Se ne sta disteso su un tavolo, la faccia rivolta verso il cero bianco che cola, e osserva le donne. I loro lenti movimenti si riflettono distorti e tremolanti sulla parete mentre lo spogliano, gli massaggiano il corpo con unguenti profumati prima di rivestirlo dell’abito bianco di tela grezza. Le pareti di fango opprimono lo stanzino: c’è appena lo spazio sufficiente per il tavolo e le sei donne che si chinano su di lui. Un volto bruno, rugoso e bisunto, lo scruta da vicino, respirandogli addosso un fiato umido che sa di cibo stantio e che le raschia la gola. Le labbra si separano piano fino ad aprirsi, si aprono e si chiudono attorno a rauche e antichissime sillabe. Le altre le riprendono mentre lo aiutano ad alzarsi dal tavolo e lo accompagnano nell’Arena.
Si distende subito sulla piccola piattaforma, chiude gli occhi e ascolta la nenia delle donne. Il sole gli brilla forte in faccia e allora lui gira la testa. La banda riprende a suonare ancora piú forte, piú vicina, da qualche parte all’interno dell’Arena, e per un attimo si concentra su quel suono. La nenia s’affievolisce di colpo in un mormorio e poi cessa del tutto.
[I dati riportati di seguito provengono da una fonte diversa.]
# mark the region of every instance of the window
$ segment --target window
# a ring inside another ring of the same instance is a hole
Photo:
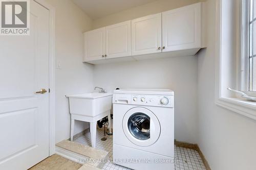
[[[256,0],[217,3],[215,103],[256,120]]]
[[[256,0],[250,1],[249,90],[256,91]]]
[[[241,90],[256,92],[256,0],[243,1]]]

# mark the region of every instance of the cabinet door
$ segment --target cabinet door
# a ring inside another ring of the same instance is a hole
[[[131,20],[105,27],[106,59],[131,56]]]
[[[200,47],[201,11],[197,3],[162,13],[163,52]]]
[[[161,14],[132,20],[132,55],[161,53]]]
[[[105,28],[100,28],[86,32],[84,61],[105,59],[104,55]]]

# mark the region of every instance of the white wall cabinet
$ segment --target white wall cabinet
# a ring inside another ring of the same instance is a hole
[[[105,58],[105,28],[84,33],[84,61]]]
[[[132,55],[161,52],[161,13],[132,20]]]
[[[131,21],[106,27],[106,59],[131,56]]]
[[[84,62],[100,64],[106,60],[111,62],[111,59],[126,61],[194,55],[206,47],[204,4],[195,4],[86,32]]]
[[[201,48],[202,4],[162,13],[163,52]]]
Lui apre gli occhi e gira la testa prima da una parte e poi dall’altra. Tutti i volti sono fissi su di lui, tutti i colli si allungano nella sua direzione. A questa vi sente il sordo tintinnio dista, chiude gli occhi. Poi sente il sordo tintinnio di un pefsante bracciale molto vicino al suo orecchio e riapre gli occhi. Lei è in piedi accanto a lui con indosso una tunica bianca e in mano il lungo, scintillante coltello d’ossidiana.
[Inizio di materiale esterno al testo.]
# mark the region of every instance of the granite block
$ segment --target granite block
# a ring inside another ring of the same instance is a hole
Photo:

Si china su di lui, con il mazzolino di fiori intrecciato nei capelli – si china ancor piú vicino al suo viso, benedice il suo amore e la sua devozione e gli chiede perdono.
– Perdonami.
– A che serve? – bisbiglia lui. Poi, appena la punta del coltello gli tocca il petto urla: – Ti perdono!
La gente lo sente e si risistema sui sedili, esausta, mentre lei gli estrae il cuore dal petto e lo offre in alto al sole lucente.